For improved resiliency.

You can also configure IronDB to only use any two datastores of your choice,
if you so desire: IronStorage's constructor takes an Array of storage
implementations of your choice. See
[https://github.com/gruns/irondb#api](https://github.com/gruns/irondb#api).

> So you delete data when the user wants to delete data. Which database
> doesn't have this feature?

A database where the data therein can be deleted without warning. Browsers
unceremoniously delete IndexedDB, LocalStorage, and SessionStorage under
storage pressure. See [https://developers.google.com/web/fundamentals/instant-
and-o...](https://developers.google.com/web/fundamentals/instant-and-
offline/web-storage/offline-for-pwa#how_does_cache_eviction_work)

> doesn't use Flash, Silverlight, or Java -- which do?
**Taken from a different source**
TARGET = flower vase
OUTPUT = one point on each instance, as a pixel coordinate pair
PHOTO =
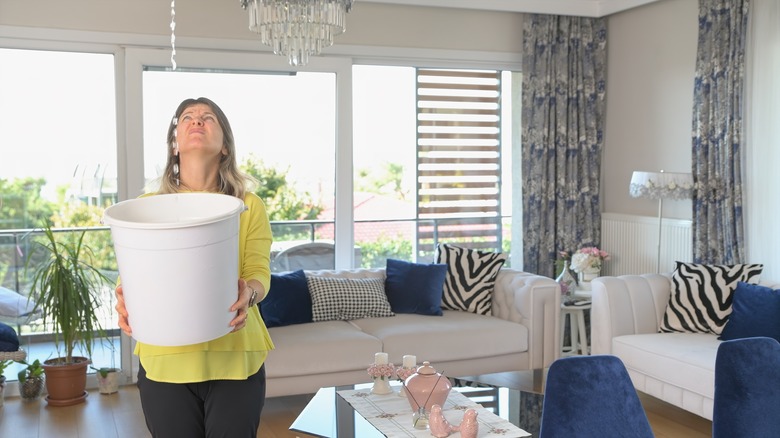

Evercookie, a similar library, uses Flash, Silverlight, and/or Java.

See
[https://github.com/samyk/evercookie](https://github.com/samyk/evercookie).

> No offence to the author but all this sound malicious. Perhaps this is why
> evercookie isn't maintained?

No offense taken.

Thank you for your feedback, kreetx. Don't hesitate to let me know if I can
answer any other questions, or if there's anything else I can do for you.

------
tptacek
It's not clear to me how this is more privacy-respecting than Evercookies,
except that it doesn't use browser extensions.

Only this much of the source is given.